Data to import the database as snippets


 
Thread Tools Search this Thread
Top Forums Shell Programming and Scripting Data to import the database as snippets
# 1  
Old 10-09-2016
Data to import the database as snippets

Hi all,

I don't know if this the right place to post my question to get some ideas on how to done this.

I have a text files extracted from OCR that need to have snippets to be import to database as snippet table which have columns "snippet, date, title" I dont know if shell scripts can do it with power of grep and regex command in linux or is there any opensource or commercial tools can use to do this task.

Thank you
# 2  
Old 10-09-2016
Hi ,
Could you provide a sample input file and the expected result ?
# 3  
Old 10-09-2016
Hi here's the sample txt file link: Update your browser to use Google Drive - Drive Help

sample at google drive public share 1181.txt
Code:
date: September  2015 
title: THE MACROECONOMIC PERSPECTIVE: ENSURING THE BUDGET AS AN EFFECTIVE HANDLE AMID PRESSING CHALLENGES

Code:
snippet:  The proposed 2016 national budget is being considered in the legislative mill amid daunting global challenges, the vagaries of a harsh El Nino phenomenon, and the heightened political uncertainty owing to the looming transition in the reins of government.  Further, China’s continued unraveling in recent weeks has spooked global investors, affirmed the persistent global economic slowdown, and exposed the vulnerabilities of emerging markets.
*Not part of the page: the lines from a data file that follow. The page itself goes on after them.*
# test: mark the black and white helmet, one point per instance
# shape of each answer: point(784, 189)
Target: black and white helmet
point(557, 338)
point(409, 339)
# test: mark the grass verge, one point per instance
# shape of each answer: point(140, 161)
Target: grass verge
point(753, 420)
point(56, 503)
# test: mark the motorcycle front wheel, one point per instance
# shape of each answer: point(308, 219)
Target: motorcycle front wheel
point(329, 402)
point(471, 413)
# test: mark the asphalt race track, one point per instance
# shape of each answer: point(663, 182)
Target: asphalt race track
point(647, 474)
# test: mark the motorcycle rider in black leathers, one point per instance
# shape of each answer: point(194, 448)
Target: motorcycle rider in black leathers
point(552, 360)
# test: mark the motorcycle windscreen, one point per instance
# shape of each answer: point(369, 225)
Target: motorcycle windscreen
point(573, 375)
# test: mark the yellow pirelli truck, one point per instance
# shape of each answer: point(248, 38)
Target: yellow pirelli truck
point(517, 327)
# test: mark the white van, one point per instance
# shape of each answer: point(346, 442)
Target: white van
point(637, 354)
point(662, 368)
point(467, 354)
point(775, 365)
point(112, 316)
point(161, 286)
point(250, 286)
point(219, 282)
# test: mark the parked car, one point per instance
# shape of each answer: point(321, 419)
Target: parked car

or snippets would be one paragraph with atlist 400 to 500 character end with period or paragraph cut at maximum 500 character with 3 dot.

title: atlist 50 to 100 character end with period. or paragraph cut at maximum 100 character with 3 dot.
Thanks for the response

Moderator's Comments:
Mod Comment Please use CODE tags (as required by forum rules) when posting sample input, sample output, and code segments.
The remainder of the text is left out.